Although we could not prove the clinical feasibility of CTCs for gastric cancer staging, our results suggest a potential role of CTCs as an early diagnostic biomarker of gastric cancer.

Introduction

Gastric cancer is the fifth-most common malignancy and second-leading cause of cancer-related death worldwide [1]. Although advances in surgery and adjuvant chemotherapy have improved the clinical prognoses of patients with gastric cancer [2], the 5-year survival rate remains <30%, and affected patients are hindered by recurrence and distant metastasis [3].

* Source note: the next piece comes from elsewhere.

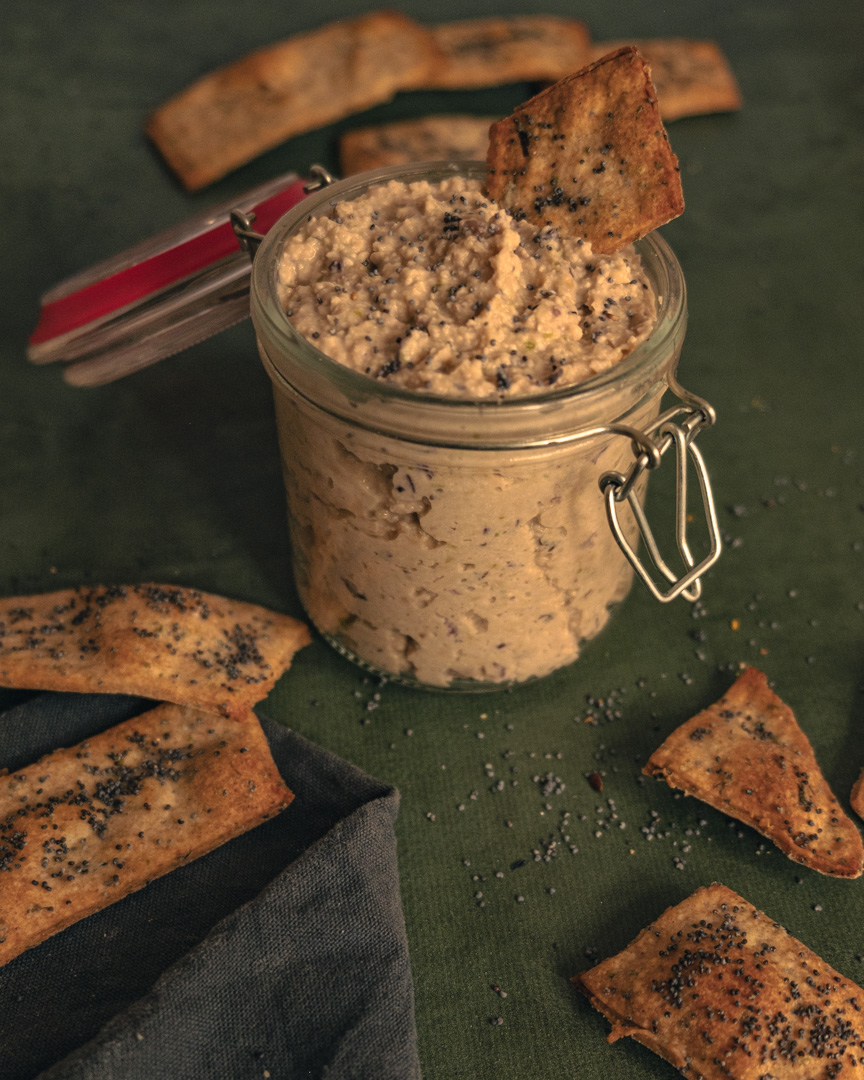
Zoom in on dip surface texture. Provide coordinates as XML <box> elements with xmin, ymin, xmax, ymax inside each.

Circulating tumor cells (CTCs) have been detected in blood from patients with gastric cancer [46]. These cells may provide useful prognostic information after surgery or chemotherapy, and may serve as an early cancer diagnostic marker. Previous reports have described various CTC detection methods based on molecular approaches, such as reverse transcriptase-polymerase chain reaction (RT-PCR) analysis, in patients with gastric cancer [7]. However, the ideal CTC detection method should focus directly on tumor cells rather than indirectly linked surrogate markers via a molecular approach [8, 9].

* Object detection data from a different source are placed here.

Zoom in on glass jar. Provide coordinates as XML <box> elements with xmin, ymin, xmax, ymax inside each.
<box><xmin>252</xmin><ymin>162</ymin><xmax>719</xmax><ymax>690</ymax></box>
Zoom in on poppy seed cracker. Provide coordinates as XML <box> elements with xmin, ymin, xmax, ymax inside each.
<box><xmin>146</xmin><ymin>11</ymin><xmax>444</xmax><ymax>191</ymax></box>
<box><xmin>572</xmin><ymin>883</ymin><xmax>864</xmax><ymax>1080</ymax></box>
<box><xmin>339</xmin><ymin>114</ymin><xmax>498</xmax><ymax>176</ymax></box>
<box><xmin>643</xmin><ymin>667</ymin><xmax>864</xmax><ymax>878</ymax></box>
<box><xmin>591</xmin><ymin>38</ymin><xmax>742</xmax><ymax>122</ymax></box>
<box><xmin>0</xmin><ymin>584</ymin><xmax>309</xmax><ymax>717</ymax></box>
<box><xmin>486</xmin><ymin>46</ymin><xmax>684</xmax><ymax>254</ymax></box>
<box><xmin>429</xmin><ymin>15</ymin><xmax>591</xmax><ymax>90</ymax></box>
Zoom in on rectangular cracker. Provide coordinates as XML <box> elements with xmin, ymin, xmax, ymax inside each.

To identify CTCs directly in blood, we recently developed a centrifugal microfluidic system based on a new fluid-assisted separation technique (FAST), in which size-based separation occurs within a centrifugal microfluidic device at a liquid-liquid interface, instead of the conventional liquid-gas interface [10, 11]. In a previous study, we showed that FAST enabled the highly sensitive, selective, rapid, and label-free isolation of CTCs from whole blood without prior sample treatment [10].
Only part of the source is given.